I believe that my generation were a lot more mature than the teenagers of today and understood what was happening in the twilight years before the 94 ceasefire. At home silence broke on our house for the 6 o clock news, any noise was quickly shouted down to hear of the days unfolding events. It was then I began to grasp what was happening in our country; reading books, news clippings and taking an interest in current affairs shaped my life for the path I was to take in early adulthood. Looking back now, things were not always as rosy as people remember, if we look to the late 90’s, republicanism was still violently active right up until 1997 and the shaky process was brought back many times from the brink of failure. The issues around parading and parades were our daily diet and the problems from that time are still evident and the wounds from those days are still festering at present. The year of 2002 saw some of the worst interface violence since the outbreak of the troubles, protestant homes destroyed in petrol bomb attacks and shots fired from republican areas across the peace lines. Loyalism at the time was in unchartered waters and many children of the 80’s were happy to enlist in the ranks as many of the older generation had done in the early 70’s. Young men, in entirely different era’s yet still with the same objective – to defend and now newly promote Northern Ireland, the land of our birth.

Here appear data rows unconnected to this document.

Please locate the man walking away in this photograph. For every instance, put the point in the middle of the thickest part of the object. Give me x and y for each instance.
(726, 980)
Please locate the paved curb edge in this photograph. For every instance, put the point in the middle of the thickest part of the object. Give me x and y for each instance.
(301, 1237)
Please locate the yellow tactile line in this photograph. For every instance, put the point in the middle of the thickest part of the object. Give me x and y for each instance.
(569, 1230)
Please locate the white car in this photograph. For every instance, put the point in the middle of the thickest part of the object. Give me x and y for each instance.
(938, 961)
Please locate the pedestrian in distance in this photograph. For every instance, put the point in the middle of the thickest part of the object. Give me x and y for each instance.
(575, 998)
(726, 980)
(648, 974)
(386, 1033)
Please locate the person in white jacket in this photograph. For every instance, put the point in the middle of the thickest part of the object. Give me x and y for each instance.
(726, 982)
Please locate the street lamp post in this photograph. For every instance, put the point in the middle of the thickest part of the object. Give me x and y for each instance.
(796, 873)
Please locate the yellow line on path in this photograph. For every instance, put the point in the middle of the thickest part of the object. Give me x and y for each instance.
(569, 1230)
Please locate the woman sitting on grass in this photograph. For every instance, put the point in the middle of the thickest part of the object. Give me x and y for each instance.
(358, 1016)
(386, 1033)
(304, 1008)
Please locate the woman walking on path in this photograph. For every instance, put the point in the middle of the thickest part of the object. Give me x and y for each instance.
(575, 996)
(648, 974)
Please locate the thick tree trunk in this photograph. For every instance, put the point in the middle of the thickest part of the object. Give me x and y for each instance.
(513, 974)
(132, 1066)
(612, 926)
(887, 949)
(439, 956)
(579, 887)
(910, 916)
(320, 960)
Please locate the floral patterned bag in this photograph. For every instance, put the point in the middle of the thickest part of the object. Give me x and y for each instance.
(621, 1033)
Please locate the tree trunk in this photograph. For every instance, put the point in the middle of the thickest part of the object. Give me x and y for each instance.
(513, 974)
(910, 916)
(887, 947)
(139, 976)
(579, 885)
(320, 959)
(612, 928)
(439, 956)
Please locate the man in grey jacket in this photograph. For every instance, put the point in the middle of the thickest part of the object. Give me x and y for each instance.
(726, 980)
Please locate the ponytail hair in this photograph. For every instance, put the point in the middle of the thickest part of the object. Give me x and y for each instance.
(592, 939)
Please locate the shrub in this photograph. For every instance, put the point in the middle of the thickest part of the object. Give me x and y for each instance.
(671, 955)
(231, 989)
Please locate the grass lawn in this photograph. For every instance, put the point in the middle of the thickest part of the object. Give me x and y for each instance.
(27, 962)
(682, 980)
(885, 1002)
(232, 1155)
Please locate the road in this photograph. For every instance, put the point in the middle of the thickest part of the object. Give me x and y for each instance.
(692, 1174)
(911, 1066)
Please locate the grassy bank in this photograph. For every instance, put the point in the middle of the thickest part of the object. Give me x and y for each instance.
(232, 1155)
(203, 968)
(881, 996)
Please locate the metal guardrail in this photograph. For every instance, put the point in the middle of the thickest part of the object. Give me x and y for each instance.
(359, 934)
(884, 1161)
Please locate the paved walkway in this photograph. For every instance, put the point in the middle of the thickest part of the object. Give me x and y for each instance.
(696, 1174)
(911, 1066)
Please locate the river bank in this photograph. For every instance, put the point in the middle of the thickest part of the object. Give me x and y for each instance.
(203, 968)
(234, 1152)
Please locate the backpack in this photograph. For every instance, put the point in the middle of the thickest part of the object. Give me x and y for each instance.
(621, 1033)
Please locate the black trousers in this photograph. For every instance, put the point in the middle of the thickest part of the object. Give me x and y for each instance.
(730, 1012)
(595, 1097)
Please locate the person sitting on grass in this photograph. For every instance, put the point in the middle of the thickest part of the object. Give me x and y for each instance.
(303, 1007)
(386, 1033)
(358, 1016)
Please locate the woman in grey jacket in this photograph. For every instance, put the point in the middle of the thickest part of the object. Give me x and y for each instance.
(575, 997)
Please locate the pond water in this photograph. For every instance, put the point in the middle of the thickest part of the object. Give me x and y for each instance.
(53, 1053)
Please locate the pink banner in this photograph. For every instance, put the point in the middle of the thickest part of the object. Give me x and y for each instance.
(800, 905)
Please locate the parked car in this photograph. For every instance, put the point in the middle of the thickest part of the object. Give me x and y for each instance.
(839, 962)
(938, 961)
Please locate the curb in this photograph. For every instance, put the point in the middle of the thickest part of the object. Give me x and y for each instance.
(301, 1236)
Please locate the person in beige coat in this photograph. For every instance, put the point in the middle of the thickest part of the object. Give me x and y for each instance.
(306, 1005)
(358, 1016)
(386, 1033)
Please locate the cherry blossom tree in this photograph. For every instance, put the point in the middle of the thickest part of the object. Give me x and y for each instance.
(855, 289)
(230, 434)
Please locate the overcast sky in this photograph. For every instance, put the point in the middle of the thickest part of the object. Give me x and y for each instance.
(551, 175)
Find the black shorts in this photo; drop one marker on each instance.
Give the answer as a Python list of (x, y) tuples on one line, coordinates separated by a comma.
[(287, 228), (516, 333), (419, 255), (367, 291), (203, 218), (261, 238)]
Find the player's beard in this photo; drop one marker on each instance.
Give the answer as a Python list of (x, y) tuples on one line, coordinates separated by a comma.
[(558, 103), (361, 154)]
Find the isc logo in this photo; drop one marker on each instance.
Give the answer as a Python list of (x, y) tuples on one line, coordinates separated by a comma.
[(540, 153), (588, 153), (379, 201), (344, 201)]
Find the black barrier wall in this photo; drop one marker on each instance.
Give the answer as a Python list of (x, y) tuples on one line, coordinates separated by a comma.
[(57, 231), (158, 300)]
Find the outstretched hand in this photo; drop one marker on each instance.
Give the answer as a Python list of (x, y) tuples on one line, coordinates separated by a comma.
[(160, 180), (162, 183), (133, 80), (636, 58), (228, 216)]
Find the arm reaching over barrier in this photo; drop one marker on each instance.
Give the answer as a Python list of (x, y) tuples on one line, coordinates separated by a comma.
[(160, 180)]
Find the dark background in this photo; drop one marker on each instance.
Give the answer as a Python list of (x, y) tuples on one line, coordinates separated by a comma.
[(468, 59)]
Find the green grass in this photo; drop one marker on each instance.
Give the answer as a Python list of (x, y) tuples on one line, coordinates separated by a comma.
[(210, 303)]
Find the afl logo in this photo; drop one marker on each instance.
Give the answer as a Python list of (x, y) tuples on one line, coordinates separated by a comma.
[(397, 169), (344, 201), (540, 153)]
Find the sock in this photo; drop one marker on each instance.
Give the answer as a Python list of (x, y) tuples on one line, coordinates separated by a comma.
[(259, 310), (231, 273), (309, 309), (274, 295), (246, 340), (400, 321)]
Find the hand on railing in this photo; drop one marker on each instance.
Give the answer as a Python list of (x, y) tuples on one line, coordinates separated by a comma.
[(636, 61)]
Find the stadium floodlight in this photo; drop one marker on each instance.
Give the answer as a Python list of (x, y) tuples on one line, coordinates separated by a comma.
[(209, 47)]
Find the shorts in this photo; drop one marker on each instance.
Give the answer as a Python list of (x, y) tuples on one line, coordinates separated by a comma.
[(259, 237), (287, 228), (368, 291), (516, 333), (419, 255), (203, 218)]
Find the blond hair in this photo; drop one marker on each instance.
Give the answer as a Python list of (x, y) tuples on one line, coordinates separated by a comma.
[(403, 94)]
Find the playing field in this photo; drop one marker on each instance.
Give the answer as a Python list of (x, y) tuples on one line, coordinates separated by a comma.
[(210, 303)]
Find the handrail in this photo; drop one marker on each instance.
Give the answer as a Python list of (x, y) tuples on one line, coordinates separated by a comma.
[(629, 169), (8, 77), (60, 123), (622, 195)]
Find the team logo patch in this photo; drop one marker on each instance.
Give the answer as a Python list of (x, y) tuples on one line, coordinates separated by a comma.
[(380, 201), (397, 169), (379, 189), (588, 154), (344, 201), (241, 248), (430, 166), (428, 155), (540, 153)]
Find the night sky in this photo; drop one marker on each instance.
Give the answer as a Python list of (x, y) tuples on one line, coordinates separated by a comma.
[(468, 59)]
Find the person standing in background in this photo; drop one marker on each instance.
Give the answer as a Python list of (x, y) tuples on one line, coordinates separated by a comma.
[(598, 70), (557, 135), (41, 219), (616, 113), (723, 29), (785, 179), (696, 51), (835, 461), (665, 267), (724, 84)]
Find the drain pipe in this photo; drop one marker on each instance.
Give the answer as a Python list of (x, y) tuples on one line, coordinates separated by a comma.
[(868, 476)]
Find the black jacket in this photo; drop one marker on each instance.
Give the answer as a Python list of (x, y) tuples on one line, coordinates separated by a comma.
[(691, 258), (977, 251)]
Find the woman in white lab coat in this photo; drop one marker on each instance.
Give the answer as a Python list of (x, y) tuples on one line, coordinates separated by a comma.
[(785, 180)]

Indeed in many ways now winning the peace is as equally, if not more important as winning the war. We must ensure that our people are as well represented now in peace time so that the memories of those who gave their lives are entrenched in our history. We must not leave politics to the politicians alone, it is the duty of our young people to stand against inequalities and speak up for our community in a constructive yet peaceful manner. While we must share space with republicans we must ensure that they are not allowed to re-write our history, or sully the efforts of our organisations in securing a lasting peace. Loyalism was not found wanting by our older generations in times of conflict so we must ensure that our communities are not found wanting at times of peace.
The challenge now to the older ex combatants must be to nurture and educate our young so that when the time comes the mantle will be passed on so that our ship remains seaworthy, steady and in British waters for centuries to come. The older generation of Loyalism must pass on the school of knowledge which was received in the compounds of Long Kesh to ensure our younger generations, the future of our organisations and the new standard bearers of Loyalism have all the ‘tools’ to ensure our progress as a people to win the peace. The challenge must also be laid down to our ‘Young Citizens’ they must listen and learn from men who were at the forefront of defending their people, learn from their mistakes, share experiences and take the lead from old dogs of war but more importantly men of peace.